Former Miami coach Jimmy Johnson had no comment on the allegations, and incumbent Miami head coach Dennis Erickson said he wasn’t aware of any of the payoffs.
Campbell said none of the claims regarding him were true.
“They interviewed me about that football scandal,” Campbell said to the Associated Press. “I told them I denied everything. All the allegations they made. Paying people off to make touchdowns and big hits and all that. I don’t know nothing about that.”
(May 19-20, 1969)
The rivalry between Alabama and Tennessee burned brightly at the meeting of Southeastern Conference athletic directors and football and basketball coaches on Jekyll Island.
The AP reported, “Paul ‘Bear’ Bryant, athletic director and football coach at Alabama, said at a news conference that he is determined to field the country’s best track team. Bryant’s statement came after he learned that Tennessee track coach Chuck Rohe had spurned an offer to become track coach at Alabama.
“Rohe, who has coached Tennessee to six straight track titles, said last week he was considering ‘a fantastic offer’ from Alabama, but Sunday he announced he was staying with the Vols.
“‘We were going to hire the best track coach available,’ Bryant told newsmen. ‘But now we’re going to hire the best track coach there is.’”
In a reminder that after tragedy, life goes on, the Ambassador Hotel — the location of U.S. Sen. Robert F. Kennedy’s assassination — filed a $85,000 lawsuit in superior court in Los Angeles against Kennedy’s presidential campaign.
“The Ambassador Hotel claimed none of its bill was paid for hotel accommodations, services and goods last June,” the AP reported. “Named in the suit were the National Kennedy for President Committee, Kennedy National Headquarters, Kennedy Campaign Committee and its trustees.”
(May 19-22, 1944)
The News’ editorial page, for more than a century, staked out a position firmly in the right wing of American politics. That, however, didn’t stop the paper’s editors from praising Soviet Premier Joseph Stalin multiple times during World War II.
For example, they state, “Another experiment, more or less noble in conception is now on its way to the discard. Well-informed as usual, the astute and fore-thoughtful Joseph Stalin is the first to take profit from failure elsewhere. As Russia’s Red armies move into Czechoslovakia, where they are altogether welcome, their commanders will devote them exclusively to military operations. The Czechs will resume control of local government as fast as their lands are retaken from the enemy.”
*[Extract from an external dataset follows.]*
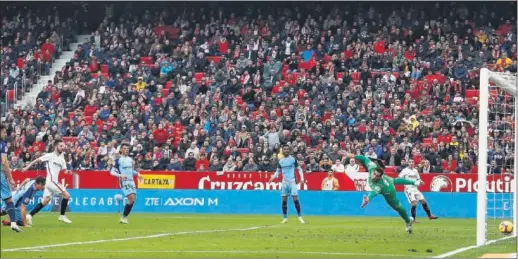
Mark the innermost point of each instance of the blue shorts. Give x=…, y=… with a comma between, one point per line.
x=17, y=211
x=5, y=191
x=289, y=189
x=128, y=187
This, the editors wrote, was different from “allied military government,” which they said failed everywhere it was tried up to that point because “even those most gladdened by relief from Nazi oppression and fascist misrule, soon became fretful of having their ways of life directed by visitors from distant lands.”
The editors also noted:
“Why is it that nobody believes a ‘fresh paint’ sign?”
“Not only is a new and infallible lie detector now available, but you don’t have to marry it.”
“We know these youngsters would get back at us. Now they’re writing essays on what’s wrong with the old folks.”
(May 20, 1919)
J.A. Metcalf, a former banker from Ohio and Massachusetts, purchased 2,600 acres on St. Simons Island and hired workers to set about converting that land for farming.
“Behind the cultivation of the soil is a scheme to turn the lands into rich milk-producing areas and to start a chocolate industry on the methods found so successful in France,” The News reported. “At present the land is being developed and reclaimed.”
Metcalf told The News he intended on throwing a spectacular Fourth of July party that included a cookout, games and contests for children.
The story concluded, “On his return from the overseas service he bought the St. Simons tract on the 22nd of March.
“He is building a new dock and will put on a regular Independence Day program, including addresses and a barbecue.
“He will kill an ox, a hog and goats and the meal will be barbecued. Dinner will be served in the grove at one o’clock. Mr. Metcalf has now fifty acres of corn and ten acres of watermelons in cultivation.”